La Jazz se montre assez économe.
La Jazz se montre assez économe. © Théo Gabilloux

Notre prise en main fût assez courte, difficile donc de se faire un avis tranché. Mais en regardant les données enregistrées par le véhicule, la Jazz Crosstar affiche 4,8 litres aux 100 kilomètres, soit proche des chiffres d’homologation. Avec ce type de modèle, les constructeurs ciblent les petits trajets du quotidien, surtout urbains et périurbains, mais avec des voitures de plus en plus équipées.

Le volant, l'assistant vocal ou encore certaines fonctionnalités d'infotainment sont partagées avec la citadine électrique Honda e.
Le volant, l'assistant vocal ou encore certaines fonctionnalités d'infotainment sont partagées avec la citadine électrique Honda e. © Mathis Fleuret

A quel prix?

Face à Renault et Toyota, Honda a positionné la Jazz sur un créneau simple: peu d’options et deux tarifs, soit 21.090 euros pour la Jazz et 27.090 euros pour la Crosstar. De série, la Jazz dispose de quatre ports USB situés à l’avant et à l’arrière, de l’assistant vocal déjà entendu sur la Honda e et de différentes aides à la conduite (surveillance des angles morts, prévention des collisions, alerte d’un véhicule en approche). La navigation Garmin est aussi de série, tout comme la connexion Carplay et Android Auto.

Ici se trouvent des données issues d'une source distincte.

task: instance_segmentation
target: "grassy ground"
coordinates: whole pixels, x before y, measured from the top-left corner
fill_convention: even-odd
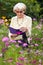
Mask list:
[[[8,36],[8,28],[0,25],[0,65],[43,65],[43,25],[37,24],[33,22],[31,45],[25,50],[14,42],[5,48],[2,38]]]

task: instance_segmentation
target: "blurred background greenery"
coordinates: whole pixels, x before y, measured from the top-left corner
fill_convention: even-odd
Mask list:
[[[15,16],[13,6],[18,2],[23,2],[27,5],[27,15],[37,19],[43,17],[43,0],[0,0],[0,18],[2,16],[7,18]]]

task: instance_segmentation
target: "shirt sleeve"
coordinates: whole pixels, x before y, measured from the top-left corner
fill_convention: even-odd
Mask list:
[[[27,37],[31,37],[31,31],[32,31],[32,18],[30,17],[28,20],[27,20]]]

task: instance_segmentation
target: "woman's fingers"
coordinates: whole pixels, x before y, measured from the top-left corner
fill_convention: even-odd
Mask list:
[[[20,28],[20,31],[26,32],[26,31],[27,31],[27,28],[26,28],[26,27],[21,27],[21,28]]]

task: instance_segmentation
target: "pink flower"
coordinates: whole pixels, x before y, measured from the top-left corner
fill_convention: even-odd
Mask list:
[[[23,54],[24,52],[23,51],[19,51],[19,54]]]
[[[35,44],[35,46],[39,46],[38,44]]]
[[[2,57],[2,53],[0,54],[0,57]]]
[[[18,43],[22,43],[22,41],[21,40],[18,40]]]
[[[21,32],[17,32],[17,34],[21,34]]]
[[[6,51],[6,48],[2,48],[2,52],[5,52]]]
[[[36,21],[36,18],[33,18],[33,21]]]
[[[3,19],[0,19],[0,24],[3,24],[4,23],[4,20]]]
[[[8,62],[12,62],[12,61],[13,61],[13,59],[12,59],[12,58],[9,58],[9,59],[7,59],[7,61],[8,61]]]
[[[33,63],[33,64],[36,64],[36,60],[33,60],[32,63]]]
[[[9,42],[16,43],[16,40],[10,40]]]
[[[23,47],[26,47],[28,44],[27,43],[23,43]]]
[[[35,38],[35,40],[40,40],[40,38]]]
[[[9,38],[8,37],[2,38],[2,42],[8,42],[8,41],[9,41]]]
[[[15,46],[16,46],[17,48],[19,48],[19,45],[18,45],[18,44],[16,44]]]
[[[16,62],[16,65],[23,65],[23,64],[21,64],[21,63],[19,63],[19,62]]]
[[[28,38],[28,40],[32,40],[32,38]]]
[[[18,60],[24,61],[24,57],[19,57]]]
[[[9,46],[9,43],[8,43],[8,42],[6,42],[6,43],[5,43],[5,46],[6,46],[6,47],[8,47],[8,46]]]

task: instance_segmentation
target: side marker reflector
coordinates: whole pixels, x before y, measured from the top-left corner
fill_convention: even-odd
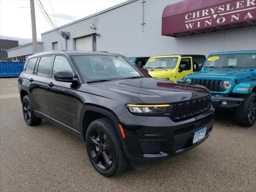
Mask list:
[[[125,138],[125,135],[124,134],[124,130],[123,129],[122,125],[119,124],[118,126],[119,126],[119,128],[122,133],[122,135],[123,136],[123,138]]]

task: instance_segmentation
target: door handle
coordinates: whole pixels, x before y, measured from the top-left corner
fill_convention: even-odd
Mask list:
[[[54,84],[52,82],[50,82],[50,83],[47,83],[47,84],[48,84],[48,85],[49,85],[49,86],[50,86],[50,87],[52,87],[52,86],[54,86]]]

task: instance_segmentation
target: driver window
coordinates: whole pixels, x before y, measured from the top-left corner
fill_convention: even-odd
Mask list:
[[[180,69],[182,71],[191,70],[191,60],[190,58],[182,58],[180,64]]]
[[[69,71],[74,76],[74,73],[67,59],[63,56],[56,56],[54,59],[52,74],[59,71]]]

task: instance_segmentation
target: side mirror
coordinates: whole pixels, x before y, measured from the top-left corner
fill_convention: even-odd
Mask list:
[[[203,66],[203,63],[200,63],[198,64],[198,69],[199,70],[201,70],[202,69],[202,68]]]
[[[59,71],[54,72],[53,77],[56,81],[63,82],[73,82],[77,81],[73,78],[73,74],[69,71]]]
[[[148,69],[146,69],[146,68],[142,68],[143,70],[144,70],[146,73],[148,73]]]

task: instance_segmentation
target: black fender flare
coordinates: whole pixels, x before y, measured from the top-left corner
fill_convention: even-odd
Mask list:
[[[82,134],[83,138],[84,140],[85,140],[85,134],[86,133],[86,130],[87,130],[87,128],[83,127],[83,123],[85,118],[84,114],[86,112],[88,111],[91,111],[100,113],[110,118],[115,125],[116,132],[118,134],[122,146],[125,146],[124,140],[122,133],[121,132],[121,130],[120,130],[119,126],[119,125],[121,124],[121,122],[120,122],[120,121],[117,116],[112,111],[98,106],[87,105],[84,107],[82,110],[80,116],[81,117],[80,118],[80,126],[81,130],[81,134]]]
[[[20,93],[21,92],[22,90],[26,91],[28,93],[28,97],[29,98],[29,99],[30,100],[30,102],[31,103],[31,104],[32,105],[32,107],[33,107],[33,108],[34,109],[35,108],[34,107],[34,105],[33,102],[33,100],[32,100],[32,98],[31,98],[31,96],[30,95],[30,91],[29,91],[29,90],[28,90],[28,89],[26,87],[21,86],[20,90],[20,93],[19,93],[20,97],[21,96]],[[21,101],[21,102],[22,103],[22,101]]]

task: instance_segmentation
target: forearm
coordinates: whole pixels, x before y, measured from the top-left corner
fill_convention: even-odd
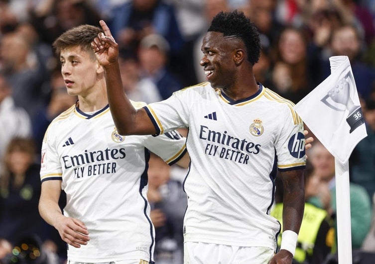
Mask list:
[[[136,110],[131,105],[124,91],[118,63],[104,67],[107,84],[107,92],[111,112],[117,131],[121,135],[129,133],[132,127]]]
[[[104,67],[111,112],[120,135],[149,135],[156,130],[146,111],[136,110],[124,91],[117,63]]]
[[[55,227],[58,219],[64,217],[57,201],[41,197],[39,200],[39,212],[47,223]]]

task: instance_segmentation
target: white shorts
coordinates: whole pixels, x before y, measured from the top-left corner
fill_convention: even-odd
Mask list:
[[[87,263],[86,262],[77,262],[68,260],[67,264],[148,264],[148,262],[143,260],[126,260],[125,261],[112,261],[111,262],[101,262],[97,263]]]
[[[273,249],[264,247],[184,243],[184,264],[268,264],[274,254]]]

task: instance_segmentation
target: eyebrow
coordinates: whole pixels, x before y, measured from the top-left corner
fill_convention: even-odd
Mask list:
[[[68,58],[67,58],[67,59],[72,60],[73,59],[75,59],[76,58],[79,58],[79,57],[77,55],[69,55],[68,56]],[[60,55],[60,59],[64,59],[64,56]]]

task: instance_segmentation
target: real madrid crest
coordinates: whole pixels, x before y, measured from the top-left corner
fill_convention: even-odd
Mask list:
[[[112,140],[117,143],[120,143],[125,140],[125,136],[122,136],[117,133],[117,129],[116,129],[116,128],[115,127],[112,132]]]
[[[250,125],[250,133],[255,137],[258,137],[264,131],[264,128],[262,125],[262,120],[260,119],[254,119],[254,123]]]

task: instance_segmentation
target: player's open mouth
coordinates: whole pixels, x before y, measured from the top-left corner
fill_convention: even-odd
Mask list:
[[[207,80],[208,80],[210,77],[212,75],[212,74],[214,73],[214,71],[211,70],[211,71],[205,71],[204,74],[206,75],[206,79]]]
[[[70,81],[69,80],[66,80],[65,81],[65,86],[66,86],[67,87],[71,87],[73,84],[74,83],[74,82],[72,82],[71,81]]]

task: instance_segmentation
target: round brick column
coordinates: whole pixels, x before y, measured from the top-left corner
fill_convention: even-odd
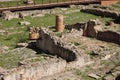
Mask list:
[[[63,15],[58,14],[56,16],[56,31],[63,32],[64,25],[63,25]]]

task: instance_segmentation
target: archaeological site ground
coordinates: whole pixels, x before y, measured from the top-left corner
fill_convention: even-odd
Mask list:
[[[0,80],[120,80],[120,1],[0,0]]]

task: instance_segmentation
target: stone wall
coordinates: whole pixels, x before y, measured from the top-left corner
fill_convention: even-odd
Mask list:
[[[37,47],[45,52],[57,55],[57,57],[47,57],[37,63],[26,64],[23,62],[18,68],[1,72],[0,80],[38,80],[67,69],[91,64],[86,54],[77,49],[76,46],[64,43],[48,29],[41,28],[39,33],[40,37],[36,42]]]
[[[82,35],[87,37],[93,37],[99,40],[113,42],[120,44],[120,33],[116,31],[106,30],[102,28],[101,22],[99,20],[89,20],[87,23],[76,23],[72,25],[66,25],[65,28],[72,30],[83,30]]]
[[[102,16],[102,17],[111,17],[111,18],[119,18],[120,17],[119,12],[106,10],[106,9],[86,8],[86,9],[81,9],[81,11],[95,14],[95,15]]]
[[[102,0],[101,5],[109,6],[109,5],[112,5],[112,4],[116,4],[117,2],[118,2],[118,0]]]
[[[26,64],[0,73],[0,80],[38,80],[66,70],[66,61],[61,58],[48,59],[37,64]]]
[[[52,32],[47,29],[40,30],[40,38],[37,40],[37,47],[45,52],[53,55],[58,55],[66,61],[74,61],[77,59],[79,50],[75,46],[68,45],[60,38],[54,36]]]
[[[114,31],[100,31],[97,39],[120,44],[120,33]]]
[[[16,12],[11,12],[11,11],[3,11],[0,13],[0,17],[5,20],[11,20],[13,18],[24,18],[25,16],[31,16],[31,17],[42,17],[45,14],[60,14],[60,13],[74,13],[74,12],[80,12],[79,9],[75,10],[69,10],[68,8],[60,8],[60,9],[45,9],[45,10],[29,10],[29,11],[16,11]]]

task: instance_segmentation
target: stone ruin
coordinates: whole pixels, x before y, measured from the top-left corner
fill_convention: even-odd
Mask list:
[[[85,8],[81,9],[82,12],[86,13],[91,13],[95,14],[98,16],[103,16],[103,17],[111,17],[111,18],[119,18],[120,17],[120,12],[114,11],[114,10],[109,10],[109,9],[101,9],[101,8]]]
[[[65,29],[80,31],[80,34],[77,34],[79,36],[83,35],[113,42],[117,40],[118,43],[120,43],[120,34],[113,31],[107,32],[102,30],[99,20],[89,20],[87,23],[66,25]],[[84,54],[82,50],[78,49],[73,44],[66,43],[49,29],[31,27],[29,31],[38,34],[36,46],[39,49],[46,53],[56,55],[57,57],[46,57],[43,62],[30,64],[21,62],[19,67],[7,72],[1,72],[0,80],[37,80],[67,69],[73,69],[78,66],[85,66],[93,63],[90,57]],[[108,37],[108,35],[112,37]]]
[[[33,4],[34,1],[33,0],[23,0],[24,4]]]

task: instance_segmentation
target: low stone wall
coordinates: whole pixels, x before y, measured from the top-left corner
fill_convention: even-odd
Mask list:
[[[120,44],[120,33],[110,30],[102,30],[101,22],[99,20],[90,20],[87,23],[76,23],[72,25],[66,25],[65,28],[69,30],[82,29],[83,36],[93,37],[99,40]]]
[[[74,12],[80,12],[79,9],[76,10],[69,10],[68,8],[60,8],[60,9],[45,9],[45,10],[30,10],[30,11],[3,11],[0,15],[2,19],[5,20],[11,20],[13,18],[24,18],[25,16],[31,16],[31,17],[42,17],[45,14],[60,14],[60,13],[74,13]]]
[[[109,5],[112,5],[112,4],[116,4],[117,2],[118,2],[118,0],[102,0],[101,5],[109,6]]]
[[[111,17],[111,18],[119,18],[120,13],[117,11],[105,10],[105,9],[97,9],[97,8],[86,8],[81,9],[82,12],[87,12],[91,14],[95,14],[102,17]]]
[[[97,39],[120,44],[120,33],[114,31],[100,31],[97,34]]]
[[[45,52],[60,56],[68,62],[76,60],[80,54],[75,46],[66,44],[47,29],[40,30],[39,35],[36,45]]]
[[[26,64],[18,68],[0,73],[0,80],[38,80],[66,70],[66,61],[52,58],[37,64]]]

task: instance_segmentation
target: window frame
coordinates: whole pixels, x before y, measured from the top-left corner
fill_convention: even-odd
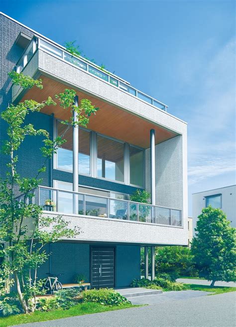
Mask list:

Sur notre modèle d’essai à 29.539 euros ne se trouvent que 2449 euros d’options, dont 900 euros de peinture métallisée Rouge cristallin bi-ton et 1090 euros de frais de location. Côté finition, le niveau n’est pas celui de la nouvelle Clio, la Jazz offre cependant quelques astuces malines comme un tissu déperlant sur les sièges.

Un tiers des ventes de la Jazz en juin en France a bénéficié de la prime à la conversion.
Un tiers des ventes de la Jazz en juin en France a bénéficié de la prime à la conversion. © Théo Gabilloux

Honda compte bien surfer sur l’engouement pour les hybrides enregistré ces dernières semaines. Si elle ne bénéficie pas du bonus pour les hybrides rechargeables, la nouvelle Jazz estampillée Crit’Air 1 peut être éligible à la prime à la conversion, à condition de mettre une vieille voiture au rebut. Depuis l’ouverture des commandes le mois dernier, 400 Jazz ont trouvé preneur.